Nedim Gürsel: Şu an Fransa’da, Cumhurbaşkanı Macron’un özellikle SCNF’de yapmak istediği reformlara büyük bir tepki var. Memur ve emekliler de, emekçilerle birlikte sokağa döküldü. Önümüzdeki aylarda grevlerin süreceği anlaşılıyor. İş yasasında yapılması öngörülen reformlar da benimsenmiş değil. Cumhurbaşkanı’nın işi zor; bakalım Fransa için bu gerekli reformları yapmayı başarabilecek mi, göreceğiz. Öte yandan, radikal İslamcı çevreler de hala etkin. Cihatçı terör, Fransa’nın en önemli sorunu olmaya devam ediyor. Alınan önlemlerin yeterli olup olmadığı tartışılıyor. Macron, hem Avrupa yanlısı bir söyleme sahip, hem de merkezi ve güçlü bir iktidar kurma peşinde. Elbette demokrasiden ödün vermeden… Fransa, Türkiye’nin şu anda içinde bulunduğu durum gibi, özgürlükleri ve hukuk devletini askıya alan bir ülke görünümünde değil. İyi ki de değil…

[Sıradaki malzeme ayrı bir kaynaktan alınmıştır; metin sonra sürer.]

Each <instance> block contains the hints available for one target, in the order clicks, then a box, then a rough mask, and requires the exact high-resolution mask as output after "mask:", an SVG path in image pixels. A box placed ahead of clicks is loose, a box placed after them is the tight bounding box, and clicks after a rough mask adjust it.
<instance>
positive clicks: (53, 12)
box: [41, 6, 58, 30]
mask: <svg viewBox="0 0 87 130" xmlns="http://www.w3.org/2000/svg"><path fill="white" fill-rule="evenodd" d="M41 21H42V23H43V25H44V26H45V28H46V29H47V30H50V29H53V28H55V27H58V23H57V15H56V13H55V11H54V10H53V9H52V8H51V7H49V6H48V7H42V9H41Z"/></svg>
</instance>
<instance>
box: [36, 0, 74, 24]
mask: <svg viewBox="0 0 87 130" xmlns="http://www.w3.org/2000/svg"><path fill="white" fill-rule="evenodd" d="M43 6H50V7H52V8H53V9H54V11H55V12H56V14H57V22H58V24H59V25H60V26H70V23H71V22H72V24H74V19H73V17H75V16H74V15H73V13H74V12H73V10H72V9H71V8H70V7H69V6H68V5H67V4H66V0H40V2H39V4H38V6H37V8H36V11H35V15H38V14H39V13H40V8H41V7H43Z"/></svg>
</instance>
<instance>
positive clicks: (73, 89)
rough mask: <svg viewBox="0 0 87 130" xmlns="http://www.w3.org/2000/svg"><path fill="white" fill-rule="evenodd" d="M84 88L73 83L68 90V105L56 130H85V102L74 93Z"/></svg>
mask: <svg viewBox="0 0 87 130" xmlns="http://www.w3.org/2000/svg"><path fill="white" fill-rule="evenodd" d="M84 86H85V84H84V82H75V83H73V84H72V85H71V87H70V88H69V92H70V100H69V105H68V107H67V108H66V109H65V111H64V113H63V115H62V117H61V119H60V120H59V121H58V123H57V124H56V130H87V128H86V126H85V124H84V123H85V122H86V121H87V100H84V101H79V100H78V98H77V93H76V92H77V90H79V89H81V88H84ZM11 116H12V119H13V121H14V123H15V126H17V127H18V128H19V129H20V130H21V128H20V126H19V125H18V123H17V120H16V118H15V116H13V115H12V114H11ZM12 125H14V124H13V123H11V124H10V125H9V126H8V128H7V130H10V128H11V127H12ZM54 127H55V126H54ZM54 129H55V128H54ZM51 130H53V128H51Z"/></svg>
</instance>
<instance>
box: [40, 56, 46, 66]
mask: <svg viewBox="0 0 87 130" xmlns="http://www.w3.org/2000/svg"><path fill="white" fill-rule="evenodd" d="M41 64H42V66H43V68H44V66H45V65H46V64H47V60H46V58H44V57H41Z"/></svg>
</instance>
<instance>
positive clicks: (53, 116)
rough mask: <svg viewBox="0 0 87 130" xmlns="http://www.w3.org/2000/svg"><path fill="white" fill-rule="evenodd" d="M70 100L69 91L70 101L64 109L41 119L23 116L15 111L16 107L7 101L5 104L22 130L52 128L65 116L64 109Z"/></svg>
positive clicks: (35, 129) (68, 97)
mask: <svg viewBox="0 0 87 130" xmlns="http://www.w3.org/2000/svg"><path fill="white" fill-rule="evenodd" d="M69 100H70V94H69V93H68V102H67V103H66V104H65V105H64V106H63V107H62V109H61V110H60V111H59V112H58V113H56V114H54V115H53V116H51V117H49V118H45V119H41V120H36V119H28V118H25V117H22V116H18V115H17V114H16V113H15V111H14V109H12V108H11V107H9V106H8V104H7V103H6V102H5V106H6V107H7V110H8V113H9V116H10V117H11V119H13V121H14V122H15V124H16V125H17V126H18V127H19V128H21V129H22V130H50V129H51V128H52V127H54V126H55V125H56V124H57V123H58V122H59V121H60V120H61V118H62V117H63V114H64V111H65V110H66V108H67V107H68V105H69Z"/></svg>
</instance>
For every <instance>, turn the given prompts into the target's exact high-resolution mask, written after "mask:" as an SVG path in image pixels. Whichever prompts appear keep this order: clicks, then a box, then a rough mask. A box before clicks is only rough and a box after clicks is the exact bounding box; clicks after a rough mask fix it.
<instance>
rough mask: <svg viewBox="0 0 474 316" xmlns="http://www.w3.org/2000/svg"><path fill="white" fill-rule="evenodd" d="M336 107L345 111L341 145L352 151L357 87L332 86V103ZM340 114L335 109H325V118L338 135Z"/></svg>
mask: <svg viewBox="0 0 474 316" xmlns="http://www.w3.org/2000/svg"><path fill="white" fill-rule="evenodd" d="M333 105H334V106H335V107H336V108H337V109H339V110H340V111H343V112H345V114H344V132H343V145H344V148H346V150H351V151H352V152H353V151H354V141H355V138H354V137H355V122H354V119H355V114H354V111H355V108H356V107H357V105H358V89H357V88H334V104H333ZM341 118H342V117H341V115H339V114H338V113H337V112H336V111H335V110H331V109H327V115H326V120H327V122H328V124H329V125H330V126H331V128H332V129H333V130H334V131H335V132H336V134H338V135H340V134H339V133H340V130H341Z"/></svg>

Frankofon bir Türk aydını: Nedim Gürsel

Dr. Ozan Örmeci: Fransa-Türkiye ilişkilerinde önceki Cumhurbaşkanı François Hollande döneminde Nicolas Sarkozy dönemine kıyasla gözle görülür bir ilerleme yaşanmıştı. Ancak Ermeni Meselesi, Kıbrıs Sorunu, Türkiye’nin AB üyeliği ve Türkiye’deki demokratik ilerleme gibi birçok konudaki anlaşmazlıklar aşılamamış ve daha ziyade üslup ve niyet bağlamında bir yumuşama yaşanmıştı. Cumhurbaşkanı Erdoğan’ın son Fransa ziyaretinde Emmanuel Macron’la görüşmesinden sonra da benzer bir atmosfer basına yansıdı ve Cumhurbaşkanı Macron tarafından Türkiye’nin AB üyeliğinin çok zor olduğu açıkça belirtildi. Siz Macron-Erdoğan ikilisi döneminde Türkiye-Fransa ilişkileri bağlamında bir ilerleme yaşanabileceğini düşünüyor musunuz?

Nedim Gürsel: Türkiye-AB ilişkilerinde bir ilerleme sağlanabilmesi için, Türkiye’nin Kopenhag kriterlerine uyması gerek. Ne yazık ki ülkemiz her geçen gün bu kriterlerden biraz daha uzaklaşıyor. Bu durumda AB ile müzakere sürecinin kesilmemesi bile büyük mucize sayılmalıdır. Türkiye’de yalnızca iktidar değil, yandaş medya da her fırsatta AB’ye meydan okuyor. Fransız basınında bu konuda çok yazdım. Meraklısı görüşlerimi oradan okuyabilir.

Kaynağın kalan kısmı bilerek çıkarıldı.